Where positive relationships did exist, these tended to be based upon similarities between individuals that went beyond the prisoner label and again differentiated them from others. Such characteristics included family or friendship ties that originated outside prison, interests in music or religion, or shared distinctive experiences within the prison setting, such as therapeutic environments. These tended to represent elements of openness and trust, which were lacking in the majority of interactions within the prison, although even in positive interactions individuals tended to be guarded and apply protective fronts. Other relationships that were seen in a positive light tended to be those that could either affirm or improve an individual’s masculine ‘credentials’ within the prison, such as providing protection or help to those weaker individuals, learning skills that would afford them independence within the prison, or, in some cases, providing relationships of emotional support:
Bailey: I think people are lying when they say they don’t make friends in jail
so.. .I do, I like people so
Researcher: Mmhmm, so what is it about the guys you get on with that makes
Bailey: Um.well you just help people out ent it, somebody’s probably on
a downer one day and you’ll go and sit with him and then you next week you’ll be a bit down and he’ll come and sit with you and we’ll have a coffee, PlayStation, and, um, you just help people out don’t you [.] It’s good support isn’t it
This was rare, as it could be perceived as a sign of weakness and would undermine the differentiation process, and where such relationships of trust did occur they would still be managed to some extent in order to retain a degree of toughness.
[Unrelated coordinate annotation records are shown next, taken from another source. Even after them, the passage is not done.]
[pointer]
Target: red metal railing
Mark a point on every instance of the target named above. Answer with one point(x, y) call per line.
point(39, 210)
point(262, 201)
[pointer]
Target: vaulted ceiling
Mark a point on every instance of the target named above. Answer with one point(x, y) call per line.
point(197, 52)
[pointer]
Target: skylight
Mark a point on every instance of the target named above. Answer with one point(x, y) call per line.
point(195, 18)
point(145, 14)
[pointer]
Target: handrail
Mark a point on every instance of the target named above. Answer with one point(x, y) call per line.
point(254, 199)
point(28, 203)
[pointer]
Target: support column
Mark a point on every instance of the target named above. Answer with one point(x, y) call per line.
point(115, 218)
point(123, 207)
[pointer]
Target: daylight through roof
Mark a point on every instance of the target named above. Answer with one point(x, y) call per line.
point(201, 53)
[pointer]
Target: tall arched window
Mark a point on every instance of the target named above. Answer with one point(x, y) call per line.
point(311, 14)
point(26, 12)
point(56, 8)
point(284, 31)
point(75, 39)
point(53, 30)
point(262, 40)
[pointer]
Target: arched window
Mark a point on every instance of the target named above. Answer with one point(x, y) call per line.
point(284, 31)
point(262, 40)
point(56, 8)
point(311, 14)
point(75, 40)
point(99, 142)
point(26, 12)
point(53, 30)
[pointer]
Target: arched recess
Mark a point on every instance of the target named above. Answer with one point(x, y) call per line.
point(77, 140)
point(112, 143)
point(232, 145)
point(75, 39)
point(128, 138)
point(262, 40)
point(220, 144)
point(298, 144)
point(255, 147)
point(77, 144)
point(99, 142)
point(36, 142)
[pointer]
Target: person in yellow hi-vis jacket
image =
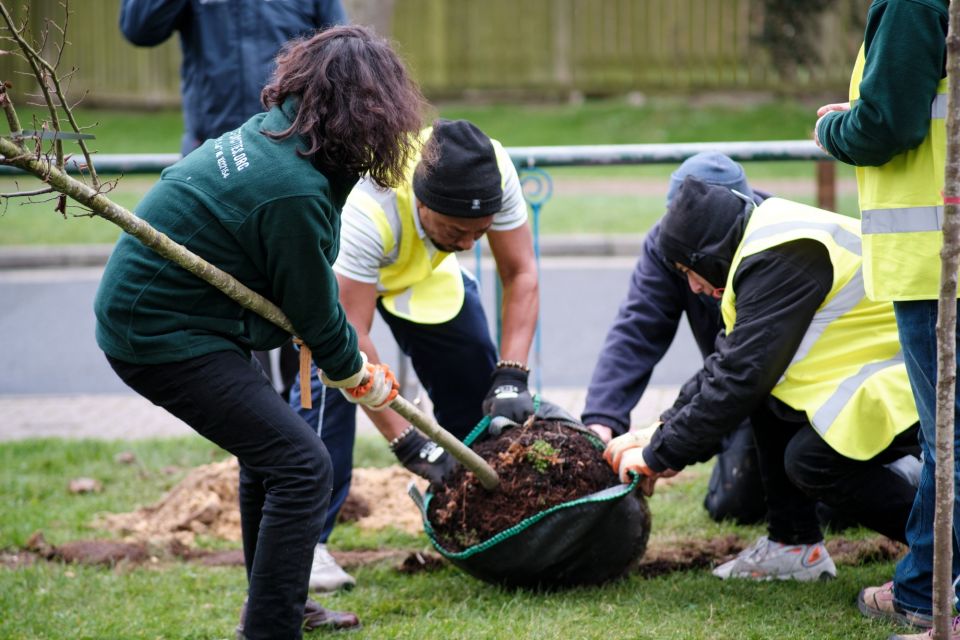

Negative interactions tended to centre on elements of harm—a number of prisoners spoke of their experiences of threatening or harmful behaviours from others. Often, prisoners would attempt to normalise such experiences or observations within the prison context and thus situate such harms within the prison and its spatial context (see Chapter 5), rather than being linked to them as an individual ‘victim’ who could be seen to be weak. Many spoke of the means through which they altered their behaviours in order to negotiate the risk of such harms from others, and the lack of trust experienced between prisoners was inherent in the negative relationships experienced and the resultant negotiative behaviours. Negative relationships existed where individuals exerted too much or too little control—too much control over others in the form of harmful and manipulative behaviours, or too little control where individuals failed either to differentiate themselves from the prisoner collective (and thus be seen as trustworthy or have non-prison affinities with others), or where individuals failed to take control over their performed identities as men and thus move away from a ‘weak’ identity (i.e. not conform to the expectations of the prisoner collective). As such, relationships between prisoners in prison required a delicate balance between being situated within the prisoner collective with its associated risks and contagiousness, or being situated out of that group and thus out of the protective solidarity that still remains to some degree. Yet in many instances, it is the internalised expectations that an individual places on himself in response to the audience community around him that frames an individual’s actions.